Rimba bagi masyarakat adat merupakan kosmos karena rimba diyakini sebagai
pusat keseimbangan hidup, penghubung antara alam tanah dan alam langit
(magi/trandensi), tanah dimana manusia terhubung dengan leluhurnya (ancestral
domain), sumber kehidupan (sumber air bagi hulu sungai, penghubung kampong
dengan dunia luar), penanda alam atau tombo alam bagi wilayah adat dan sumber
ekonomi subsistem (penghasilan tanaman) untuk dibuat rumah, sampan dan berbagai
alat rumah tangga serta satwa yang dapat diburu untuk konsumsi), rumah bagi satwa
yang dihormati misalnya harimau disebut dengan sebutan ‘datuak’ dengan rasa hormat,
jarang ditemui orang dari kampong menyebut harimau dengan lugas karena homat dan
segan.

Rimba secara umum diklasifikasikan dalam tiga bagian, yaitu rimba larangan,
rimba cadangan, dan rimba kempungan sialang. Rimba larangan merupakan rimba yang
dilindungi secara adat sebagai tempat simpanan air, flora, dan fauna. Hasil-hasil hutan
dirimba larangan seperti rotan, damar, getah jelutung, berbagai jenis kayu dan hewan
buruan, dimanfaatkan secara ekonomi untuk kebutuhan masyarakat adat. Rimba
cadangan merupakan rimba yang diperbolehkan dibuka untuk tanah peladangan dan
perkebunan. Sedangkan rimba kepungan sialang merupakan rimba tempat tumbuh
pohon sialang yang diperuntukkan sebagai lebah untuk bersarang. Pohon-pohon yang
berada di rimba kepungan sialang menjadi tempat bermain bagi lebah untuk
mengumpulkan sari-sari bunga dalam proses pembentukan madu.
3. Tanah Peladangan

Tanah perladangan berfungsi sebagai tempat berladang padi, ubi kayu dan
tanaman semusim lainnya.

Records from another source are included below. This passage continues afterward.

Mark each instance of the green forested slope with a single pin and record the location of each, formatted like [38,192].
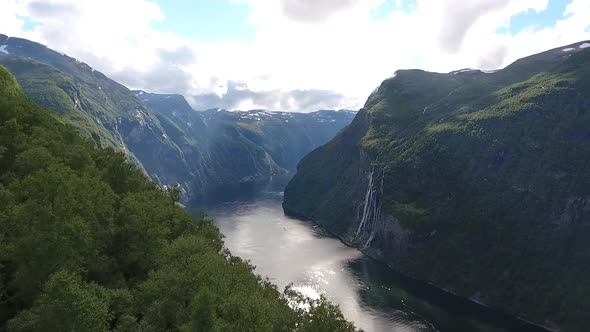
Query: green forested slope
[162,134]
[88,243]
[480,183]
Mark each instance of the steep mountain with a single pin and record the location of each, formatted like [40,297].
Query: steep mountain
[203,152]
[224,149]
[477,182]
[89,243]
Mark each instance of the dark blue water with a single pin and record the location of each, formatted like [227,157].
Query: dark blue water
[370,294]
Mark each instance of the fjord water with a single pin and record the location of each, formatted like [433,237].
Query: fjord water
[370,294]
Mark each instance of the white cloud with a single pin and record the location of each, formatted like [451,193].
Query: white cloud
[301,48]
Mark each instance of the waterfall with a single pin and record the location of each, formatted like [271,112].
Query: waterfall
[369,198]
[373,223]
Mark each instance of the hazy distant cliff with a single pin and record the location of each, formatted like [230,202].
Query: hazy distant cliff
[477,182]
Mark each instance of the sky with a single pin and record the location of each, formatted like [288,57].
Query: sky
[290,55]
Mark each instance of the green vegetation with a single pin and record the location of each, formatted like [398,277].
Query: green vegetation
[162,134]
[487,175]
[88,243]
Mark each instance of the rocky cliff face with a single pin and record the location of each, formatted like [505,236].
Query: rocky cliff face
[476,182]
[203,152]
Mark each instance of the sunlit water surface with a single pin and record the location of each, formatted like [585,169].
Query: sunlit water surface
[374,297]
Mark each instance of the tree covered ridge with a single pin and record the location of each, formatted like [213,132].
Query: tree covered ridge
[483,179]
[88,243]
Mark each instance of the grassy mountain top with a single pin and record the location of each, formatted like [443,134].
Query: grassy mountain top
[88,242]
[481,183]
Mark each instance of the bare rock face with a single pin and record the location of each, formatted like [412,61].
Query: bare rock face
[474,181]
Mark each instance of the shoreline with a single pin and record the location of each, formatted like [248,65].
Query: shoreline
[439,289]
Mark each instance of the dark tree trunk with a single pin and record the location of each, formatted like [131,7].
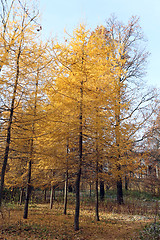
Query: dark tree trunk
[119,191]
[96,195]
[9,129]
[28,191]
[126,183]
[45,195]
[21,196]
[51,197]
[77,208]
[90,189]
[78,177]
[102,191]
[66,193]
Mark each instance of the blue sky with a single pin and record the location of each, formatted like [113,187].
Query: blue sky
[57,15]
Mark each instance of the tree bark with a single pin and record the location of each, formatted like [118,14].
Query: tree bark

Secara umum tanah perladangan/ladang dibuat dengan
membuka hutan, menebas semak-semak, menebang pohon-pohonnya, menutuh,
membakar, memerun, membersihkan, dan meratakan tanahnya. Penanaman padi di
ladang bergantung pada hujan, sehingga petani menanam padi pada musim hujan dan
menuainya pada musim panas. Setelah itu, biasanya ladang ditanami dengan tanaman
seperti padi, jagung, kacang-kacangan, sayur-sayuran, atau ubi-ubian. Oleh karena
kesuburan tanah penting, orang yang menanam padi bukit sering berpindah-pindah
lokasi untuk mencari kawasan ladang yang baru. Perpindahan lahan berladang atau apa
yang disebut dengan ‘ladang berpindah’ tidak dapat dikatakan merusak hutan karena
wilayah lahan yang dikerjakan untuk ladang sudah sedia ada dari tahun ke tahun.

4. Kawasan Perairan

Di kawasan perairan terbentuk sistem khusus yang mengatur pemanfaatannya


yang bertujuan mendukung aktivitas sosial, budaya, dan ekonomi yang lestari dan
berkelanjutan. Laut, sungai, danau , dan bencah sebagai komponen kawasan perairan
memiliki peran dan fungsi masing-masing. Sungai selain sumber ekonomi penghasil
ikan juga berfungsi sebagai penghubung ekonomi dalam lalu lintas transportasi antar
kampung dan mengangkut hasil alam serta pertanian. Danau menghasilkan ikan selain
sungai, sedangkan bencah adalah lahan cadangan pertanian terutama dalam menanam
padi basah.

B. Berladang

Salah satu pemanfaatan alam secara langsung dalam kaitan memenuhi keperluan hidup
masyarakat Melayu adalah berladang. Menurut Elmustian Rahman (2012: 97), ladang adalah
sebutan untuk tanaman padi atau jenis tanaman jangka pendek lainnya semacam jagung,
kacang-kacangan, sayur-sayuran, dan umbi-umbian. Disebut juga huma, secara umum,
ladang dibuat secara berpindah-pindah, sehingga selalu dijuluki orang dengan ladang
berpindah-pindah. Dalam konsep ini, cara berpindah-pindah tidak merusak lingkungan,
sebab berpindah-pindah tersebut dapat diumpamakan memberi jeda pada tanah untuk
kembali subur, sehingga dalam waktu tertentu didatangi lagi petani dengan maksud bercocok
tanam.
Elviriadi menulis (2007: 79), pada lahan perladangan berpindah ini tidak pernah
ditanami perpohonan karena akan mempersempit lahan untuk menanami tanaman inti seperti
padi, jagung, umbi-umbian, dan sayur-mayur. Jika telah ditanami pohon berarti lahan
tersebut telah dianggap tua dan dikonversikan sebagai hutan masyarakat. Pada lahan
konversi, masyarakat hanya memungut hasilnya. Lahan konversi ini ditumbuhi berbagai jenis
kayu-kayuan, tanaman perkebunan, buah-buahan, semak dan berbagai jenis flora sehingga
secara biologis memiliki keanekaragaman jenis yang tinggi.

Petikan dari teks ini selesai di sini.